= Little Daylight =

1871 fairy tale by George MacDonald

Little Daylight is a fairy tale written by George MacDonald and included as a story within a story in At the Back of the North Wind, published in 1871. It has subsequently been published as an independent tale, and in collections of his other fairy tales.

==Synopsis==
A king and queen gain a daughter, whom they name Daylight. They invite all the fairies who live in the woods by their palace, except one, newly arrived, who lives in the swamp and has everyone convinced she is a witch.

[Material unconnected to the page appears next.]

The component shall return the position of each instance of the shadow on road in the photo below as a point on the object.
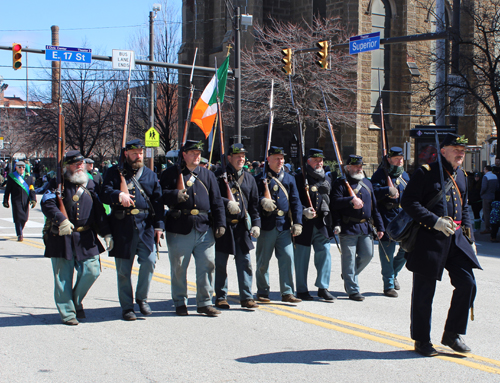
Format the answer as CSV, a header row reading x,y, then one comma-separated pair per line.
x,y
325,356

The fairy arrives anyway, and demands the baby's name. On hearing it is "Little Daylight" she says it shall be little daylight, as the princess would sleep all day. Another fairy gives her the gift of waking all night, but the swamp fairy insists that she was not done with the curse, and that Daylight shall wax and wane with the moon. A second fairy says that the curse shall be broken when a prince kisses her without knowing it, and the swamp fairy can not pretend again that she was not done. As the princess grows up, she is beautiful and full of high spirits at the full moon, and as it wanes, turns wan and withered, as if sickly. The older she grows the more extreme the contrast becomes.

A nearby prince has to flee a revolt in his country and comes to the woods. He meets a fairy who is very cryptic with him, and then comes across Daylight dancing in the woods by moonlight. He sees her three nights in a row, as the moon is waxing to full, and falls in love. The third night, they have a conversation in which the princess tells him she has never seen the sun. He meets the fairy again and talks with her, but the fairy can not tell him the full curse.

The swamp fairy discovers his presence and prevents him from finding her again until the moon is more than half gone; then, she thinks the withered princess will not attract him, so she relaxes her guard. The prince finds Daylight again when the moon is new, and she is so withered and feeble that he spends the night trying to minister to her, and when carrying her to help, kisses her. Dawn arrives, Daylight is restored to her full beauty, and she asks the prince whether the sun is coming.